Du seuil du monde des esprits aux marges du carnaval, masques et déguisements sont des outils de transformation. À travers les cultures et les siècles, ils permettent à celui ou celle qui les porte de franchir les frontières – entre humain et animal, vivant et mort, sacré et profane. Qu’il soit sculpté dans le bois, tissé de raphia, confectionné de plumes ou forgé dans le métal, un masque n’est jamais qu’un simple visage : il est une fonction. Il permet de devenir autre.
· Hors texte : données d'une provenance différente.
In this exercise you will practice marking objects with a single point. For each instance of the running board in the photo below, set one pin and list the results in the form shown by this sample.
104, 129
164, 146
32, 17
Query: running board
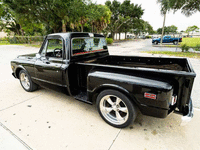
82, 96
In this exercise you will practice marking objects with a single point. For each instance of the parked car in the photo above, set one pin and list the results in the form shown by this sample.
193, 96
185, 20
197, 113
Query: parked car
167, 39
120, 86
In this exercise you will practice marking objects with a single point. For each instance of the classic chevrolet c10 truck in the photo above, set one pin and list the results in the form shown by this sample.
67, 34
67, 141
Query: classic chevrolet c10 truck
80, 64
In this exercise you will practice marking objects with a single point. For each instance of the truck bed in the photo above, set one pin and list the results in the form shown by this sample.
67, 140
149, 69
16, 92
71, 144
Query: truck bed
144, 63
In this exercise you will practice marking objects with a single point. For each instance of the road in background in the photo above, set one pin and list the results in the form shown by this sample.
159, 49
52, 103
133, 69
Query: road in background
46, 119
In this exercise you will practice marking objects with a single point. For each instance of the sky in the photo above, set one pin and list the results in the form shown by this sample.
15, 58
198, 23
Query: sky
153, 16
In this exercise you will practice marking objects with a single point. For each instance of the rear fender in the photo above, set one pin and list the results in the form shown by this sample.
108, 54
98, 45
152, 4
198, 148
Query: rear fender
18, 69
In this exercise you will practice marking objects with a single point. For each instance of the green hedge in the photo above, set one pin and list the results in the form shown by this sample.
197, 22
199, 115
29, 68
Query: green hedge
109, 40
25, 39
148, 37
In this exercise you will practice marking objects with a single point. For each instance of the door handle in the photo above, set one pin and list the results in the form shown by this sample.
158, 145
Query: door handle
46, 61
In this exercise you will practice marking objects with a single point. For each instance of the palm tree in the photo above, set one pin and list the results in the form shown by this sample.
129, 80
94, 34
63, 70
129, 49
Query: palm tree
165, 7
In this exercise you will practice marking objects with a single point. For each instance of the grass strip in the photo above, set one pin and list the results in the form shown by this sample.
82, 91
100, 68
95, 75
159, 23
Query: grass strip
177, 54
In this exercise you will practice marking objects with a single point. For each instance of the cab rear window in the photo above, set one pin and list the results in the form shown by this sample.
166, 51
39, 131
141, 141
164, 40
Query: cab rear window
87, 45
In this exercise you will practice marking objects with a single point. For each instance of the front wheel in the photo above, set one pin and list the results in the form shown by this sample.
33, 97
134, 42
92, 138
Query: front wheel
26, 81
115, 108
175, 42
156, 42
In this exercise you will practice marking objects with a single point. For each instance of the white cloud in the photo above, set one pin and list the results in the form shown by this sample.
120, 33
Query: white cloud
153, 16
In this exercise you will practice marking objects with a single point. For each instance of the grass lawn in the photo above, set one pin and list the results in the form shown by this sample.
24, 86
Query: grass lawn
177, 54
28, 45
191, 42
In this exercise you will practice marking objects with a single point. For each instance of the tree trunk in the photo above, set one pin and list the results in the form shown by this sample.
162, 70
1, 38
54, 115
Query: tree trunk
81, 28
163, 28
63, 26
113, 35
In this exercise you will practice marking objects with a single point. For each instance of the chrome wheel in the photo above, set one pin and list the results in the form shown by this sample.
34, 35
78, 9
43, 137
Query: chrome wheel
114, 109
25, 81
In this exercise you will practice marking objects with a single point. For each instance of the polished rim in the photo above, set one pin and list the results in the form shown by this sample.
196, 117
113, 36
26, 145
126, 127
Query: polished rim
25, 81
114, 109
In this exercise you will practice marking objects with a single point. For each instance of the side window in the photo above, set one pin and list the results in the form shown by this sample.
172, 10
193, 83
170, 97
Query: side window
43, 52
53, 48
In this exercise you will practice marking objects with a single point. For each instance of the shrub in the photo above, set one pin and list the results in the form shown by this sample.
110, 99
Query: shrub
25, 39
148, 37
109, 40
184, 48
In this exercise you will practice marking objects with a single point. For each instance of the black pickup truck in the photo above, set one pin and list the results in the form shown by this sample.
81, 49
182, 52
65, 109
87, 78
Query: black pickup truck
80, 64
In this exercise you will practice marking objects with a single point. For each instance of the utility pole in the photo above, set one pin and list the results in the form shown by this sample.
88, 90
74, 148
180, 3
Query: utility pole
163, 28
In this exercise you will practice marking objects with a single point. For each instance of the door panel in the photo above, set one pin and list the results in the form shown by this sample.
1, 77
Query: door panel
49, 70
48, 66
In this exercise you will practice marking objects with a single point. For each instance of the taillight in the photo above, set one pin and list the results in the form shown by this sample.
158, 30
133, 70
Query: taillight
174, 99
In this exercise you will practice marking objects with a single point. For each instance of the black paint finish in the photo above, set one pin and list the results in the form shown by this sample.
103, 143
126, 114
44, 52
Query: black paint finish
131, 75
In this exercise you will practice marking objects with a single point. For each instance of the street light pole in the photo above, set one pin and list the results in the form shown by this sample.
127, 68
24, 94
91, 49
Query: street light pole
163, 28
Ces objets n’existent pas pour être observés, mais pour être activés – portés, dansés, possédés. Ils sont des vecteurs de rituels, de récits, de résistance et de célébration. Et ils persistent : non comme des reliques, mais comme des instruments vivants dans les festivals, les processions, le théâtre de rue et les rites saisonniers du monde entier.

À Darwin, nous collectionnons masques et déguisements non comme des spécimens ethnographiques, mais comme des œuvres sculpturales et symboliques d'une présence réelle. Des diablos mexicains aux jaguars andins, en passant par les bwoom congolais, les masques d'ombres javanais et les têtes flamboyantes en papier mâché des processions européennes, ces pièces sont conçues pour invoquer quelque chose qui nous dépasse. Souvent anonymes, toujours chargées d'émotion, elles incarnent des cosmologies locales, des histoires coloniales et un génie performatif. Chacune d'elles transforme le corps, module l'identité et laisse s'exprimer une autre force.